Wales international rugby union player

Keelan Giles (born 29 January 1998) is a Welsh rugby union player, who plays for the Ospreys and Wales as a winger. He is a Wales under-20 international and received a call up to the Welsh senior team for their 2016 tour of New Zealand. He made the final three in BBC's Young Sports Personality of the Year 2016 along with Ellie Robinson and Amy Tinkler.

==Club career==
Born in Swansea, he played his mini and junior rugby for Loughor RFC and then Waunarlwydd RFC, before he joined the Ospreys age-grade system, representing them at U16 and U18 level, as well as Swansea RFC. He undertook his education at Gower College Swansea.

==International career==
A Wales under-20 international, Giles received a call up to the Welsh senior team for their 2016 tour of New Zealand.
He was called in to the senior squad for Wales' 2016 Autumn International Series to cover injuries.

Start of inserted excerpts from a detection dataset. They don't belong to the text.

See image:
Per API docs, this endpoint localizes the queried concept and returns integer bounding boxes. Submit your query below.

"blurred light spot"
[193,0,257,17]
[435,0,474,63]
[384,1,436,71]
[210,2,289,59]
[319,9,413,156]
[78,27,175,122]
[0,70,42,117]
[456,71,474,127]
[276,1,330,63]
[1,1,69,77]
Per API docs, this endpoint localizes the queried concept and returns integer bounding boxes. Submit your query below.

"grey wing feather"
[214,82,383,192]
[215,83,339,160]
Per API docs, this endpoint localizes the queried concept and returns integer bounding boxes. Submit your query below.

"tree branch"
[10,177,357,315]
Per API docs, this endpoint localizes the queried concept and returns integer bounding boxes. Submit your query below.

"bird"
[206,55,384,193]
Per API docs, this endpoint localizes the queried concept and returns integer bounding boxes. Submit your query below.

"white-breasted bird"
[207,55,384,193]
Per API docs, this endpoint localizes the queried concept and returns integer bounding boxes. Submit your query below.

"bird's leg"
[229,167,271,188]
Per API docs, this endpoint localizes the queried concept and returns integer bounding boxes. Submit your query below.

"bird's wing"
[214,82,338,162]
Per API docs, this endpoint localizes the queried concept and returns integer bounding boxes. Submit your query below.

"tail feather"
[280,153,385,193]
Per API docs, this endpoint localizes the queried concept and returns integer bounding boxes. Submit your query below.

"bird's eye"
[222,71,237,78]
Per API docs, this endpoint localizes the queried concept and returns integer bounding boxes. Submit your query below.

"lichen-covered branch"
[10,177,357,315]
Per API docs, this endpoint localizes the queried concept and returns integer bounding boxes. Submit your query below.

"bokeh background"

Despite being named as a replacement for Wales' match against Japan, he stayed on the bench and was not called on to play. In May 2017 he was named in the Wales senior squad for the tests against Tonga and Samoa in June 2017.

Giles was called up again for the 2024 tour to Australia. Eventually, Giles made his debut for Wales' seniors in a 22-31 win vs Japan on the 2025 tour to Japan.